Rajghat is a small village in the Urlabari Municipality, comprising two wards; 8 and 9 in the Morang District in the Koshi Zone of south-eastern Nepal. It is located in North-East part of Morang and 1.5 kilometers south of the East West national highway of Nepal (Mahendra Highway, Urlabari). Durgapuri Bazar is the local town of Rajghat. It is one of the major habitats of indigenous Dhimal, Santhal, and Mushahar communities.

== Demography ==
Rajghat has a growing population, and the major ethnicities living there are Brahmins, Chhettri, Limbu, Rai, Tamang, Tharu, Newar, Dhimal, Santhal, Musahar and various others. Religions in Rajghat are Hindus, Kirants, Muslims, Buddhists, and Christians. As of 2011, National Population Census, the official total population of Rajghat stood at 12,535 and 2,803 households.

== Climate ==
The climate of Rajghat is hot and humid during summer, and mild and dry during winter. During the summer, temperatures can reach 35–36 °C (95 °F), and in winters it can go as low as 2 °C (35 °F). Rainfall is abundant during the monsoon season (June–September). There is little or no rainfall during winter, which makes it ideal for harvesting crops such as rice, wheat and mustard.

== Agriculture ==
Rajghat is one of the potential pocket areas of the Morang district in the context of agriculture productions. Maximum people of Rajghat are involved in the agricultural production; enhancing towards mechanization. Rice, maize, vegetables crop, tropical fruit crops, sugarcane, jute, etc. are the cultivated crops in Rajghat. Even though some farmers are adopting the new technologies for the improved cultivation techniques, the trend of switching occupations from farming to other has increased since a few decades ago.

== Politics ==
The political organizations in this VDC are Nepali Congress, CPN UML, UCPN Maoist, CPN (Unified Socialist, RPP, Sanghiya Limbuwan, etc. Both of the wards (Urlabari 8 & 9) have the newly elected local bodies from the Local Election 2079 (2022).

== Education ==
Araniko Higher Secondary School, Laxmi High School, Shishu Shiksha Sadan E. School, Pratibha Secondary School, Nebula Secondary School are the major educational institutions in Rajghat. As of now, there are no university level institutions and affiliated programs in Rajghat. Therefore, students from here prefers Urlabari, Damak, Biratnagar, Dharan and Kathmandu as their educational destinations.

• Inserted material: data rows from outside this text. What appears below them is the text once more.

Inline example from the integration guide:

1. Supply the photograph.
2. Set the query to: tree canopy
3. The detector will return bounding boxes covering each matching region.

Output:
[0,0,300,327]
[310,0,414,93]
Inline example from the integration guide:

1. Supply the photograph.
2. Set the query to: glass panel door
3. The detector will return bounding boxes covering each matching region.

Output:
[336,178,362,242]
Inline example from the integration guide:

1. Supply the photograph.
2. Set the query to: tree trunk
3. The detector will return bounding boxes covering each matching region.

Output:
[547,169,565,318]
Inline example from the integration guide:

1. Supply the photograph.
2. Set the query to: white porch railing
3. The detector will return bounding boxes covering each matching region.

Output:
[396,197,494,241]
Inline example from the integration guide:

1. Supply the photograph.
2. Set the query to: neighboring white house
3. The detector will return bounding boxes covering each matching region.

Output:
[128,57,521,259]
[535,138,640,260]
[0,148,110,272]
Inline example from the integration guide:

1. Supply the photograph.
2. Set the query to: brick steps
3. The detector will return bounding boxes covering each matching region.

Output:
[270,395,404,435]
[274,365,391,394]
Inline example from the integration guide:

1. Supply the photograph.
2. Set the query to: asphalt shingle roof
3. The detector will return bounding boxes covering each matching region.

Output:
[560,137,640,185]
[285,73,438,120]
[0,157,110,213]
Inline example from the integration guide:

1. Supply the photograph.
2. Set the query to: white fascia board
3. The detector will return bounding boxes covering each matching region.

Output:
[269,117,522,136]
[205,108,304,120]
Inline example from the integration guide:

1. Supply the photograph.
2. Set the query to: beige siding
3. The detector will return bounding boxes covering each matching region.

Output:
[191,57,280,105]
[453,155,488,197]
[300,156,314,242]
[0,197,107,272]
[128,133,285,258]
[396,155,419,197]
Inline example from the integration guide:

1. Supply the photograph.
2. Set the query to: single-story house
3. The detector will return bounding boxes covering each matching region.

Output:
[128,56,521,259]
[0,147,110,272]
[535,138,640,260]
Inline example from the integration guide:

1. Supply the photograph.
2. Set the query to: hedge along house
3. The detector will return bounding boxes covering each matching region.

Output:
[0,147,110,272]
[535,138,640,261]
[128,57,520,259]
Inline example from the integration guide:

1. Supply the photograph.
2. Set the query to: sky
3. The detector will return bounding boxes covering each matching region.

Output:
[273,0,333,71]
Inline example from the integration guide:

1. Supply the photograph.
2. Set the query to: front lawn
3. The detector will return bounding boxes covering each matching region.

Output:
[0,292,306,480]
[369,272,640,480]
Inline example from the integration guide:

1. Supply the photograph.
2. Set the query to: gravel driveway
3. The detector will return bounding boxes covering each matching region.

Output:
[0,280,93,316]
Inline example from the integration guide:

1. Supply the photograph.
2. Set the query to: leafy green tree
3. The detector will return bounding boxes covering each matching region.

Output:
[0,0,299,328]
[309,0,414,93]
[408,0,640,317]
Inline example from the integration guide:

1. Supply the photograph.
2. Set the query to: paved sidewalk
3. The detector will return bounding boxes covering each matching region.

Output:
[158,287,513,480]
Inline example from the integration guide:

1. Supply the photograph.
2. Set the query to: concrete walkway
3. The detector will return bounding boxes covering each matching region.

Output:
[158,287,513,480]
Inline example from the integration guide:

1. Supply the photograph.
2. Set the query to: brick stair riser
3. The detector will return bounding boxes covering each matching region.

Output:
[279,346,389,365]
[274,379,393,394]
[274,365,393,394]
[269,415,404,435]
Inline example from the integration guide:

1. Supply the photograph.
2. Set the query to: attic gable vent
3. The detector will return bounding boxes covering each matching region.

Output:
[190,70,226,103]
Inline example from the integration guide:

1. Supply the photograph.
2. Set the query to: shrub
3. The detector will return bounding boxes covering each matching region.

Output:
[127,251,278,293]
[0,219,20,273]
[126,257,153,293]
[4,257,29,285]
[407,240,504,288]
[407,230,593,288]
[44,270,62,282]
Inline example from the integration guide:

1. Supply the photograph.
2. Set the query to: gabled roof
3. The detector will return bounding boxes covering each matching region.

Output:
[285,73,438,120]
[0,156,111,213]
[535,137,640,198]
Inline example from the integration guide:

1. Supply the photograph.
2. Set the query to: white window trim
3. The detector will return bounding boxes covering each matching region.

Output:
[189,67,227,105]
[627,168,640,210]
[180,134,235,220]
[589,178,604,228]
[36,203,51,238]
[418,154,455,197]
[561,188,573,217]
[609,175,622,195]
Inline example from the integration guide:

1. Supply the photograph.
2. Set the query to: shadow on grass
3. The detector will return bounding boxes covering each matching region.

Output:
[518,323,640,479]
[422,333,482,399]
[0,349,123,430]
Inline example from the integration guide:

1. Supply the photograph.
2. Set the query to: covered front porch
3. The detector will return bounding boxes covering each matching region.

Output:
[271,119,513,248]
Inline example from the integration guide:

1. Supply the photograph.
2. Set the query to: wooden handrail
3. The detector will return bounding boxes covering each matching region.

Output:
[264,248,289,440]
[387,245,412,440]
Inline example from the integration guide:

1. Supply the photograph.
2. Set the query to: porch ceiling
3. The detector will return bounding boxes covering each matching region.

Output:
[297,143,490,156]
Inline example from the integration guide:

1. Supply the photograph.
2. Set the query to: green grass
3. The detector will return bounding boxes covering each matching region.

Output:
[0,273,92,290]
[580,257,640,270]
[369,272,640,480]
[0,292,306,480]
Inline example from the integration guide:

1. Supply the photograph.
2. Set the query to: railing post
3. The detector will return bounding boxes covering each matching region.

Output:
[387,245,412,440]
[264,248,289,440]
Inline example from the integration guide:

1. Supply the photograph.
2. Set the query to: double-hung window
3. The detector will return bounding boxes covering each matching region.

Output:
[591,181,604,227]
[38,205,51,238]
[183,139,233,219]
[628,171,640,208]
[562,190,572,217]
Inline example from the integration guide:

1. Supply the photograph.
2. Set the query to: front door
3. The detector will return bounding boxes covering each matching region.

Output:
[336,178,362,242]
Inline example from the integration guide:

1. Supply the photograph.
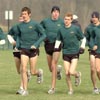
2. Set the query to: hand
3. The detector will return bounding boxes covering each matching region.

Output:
[31,45,36,49]
[79,48,84,54]
[12,41,16,46]
[93,45,98,51]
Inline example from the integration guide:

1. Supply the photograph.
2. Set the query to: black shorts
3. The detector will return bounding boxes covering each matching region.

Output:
[89,50,96,56]
[21,49,39,58]
[63,54,79,63]
[13,52,20,59]
[44,43,61,56]
[95,53,100,59]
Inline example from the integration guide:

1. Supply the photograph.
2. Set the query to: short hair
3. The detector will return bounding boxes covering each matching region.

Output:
[91,11,100,19]
[65,13,73,20]
[51,6,60,13]
[21,7,31,14]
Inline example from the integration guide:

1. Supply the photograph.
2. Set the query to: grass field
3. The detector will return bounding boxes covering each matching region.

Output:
[0,47,100,100]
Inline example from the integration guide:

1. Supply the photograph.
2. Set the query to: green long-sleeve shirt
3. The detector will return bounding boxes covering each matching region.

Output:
[8,24,18,41]
[8,24,19,48]
[84,24,95,50]
[93,25,100,54]
[57,25,84,54]
[18,20,46,49]
[41,18,64,43]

== Road Networks and Transport ==
There is access of road network (at least mud road) in all area of Rajghat, majority of them are promoting to the metallic top or gravel. Buses, small jeep, electric and fuel based autos, rickshaws and motorbikes are the main sources of transportation. Besides, the bus leaves from Rajghat to Urlabari, Itahara, Sijuwa, Rangeli, Ithari, Damak, Birtamode, Kakarvitta, Biratnagar, Dharan, Itahari, Dhankuta and to Kathmandu as well. The nearest airport from Rajghat is Biratnagar Airport , which is about 55 kilometers away.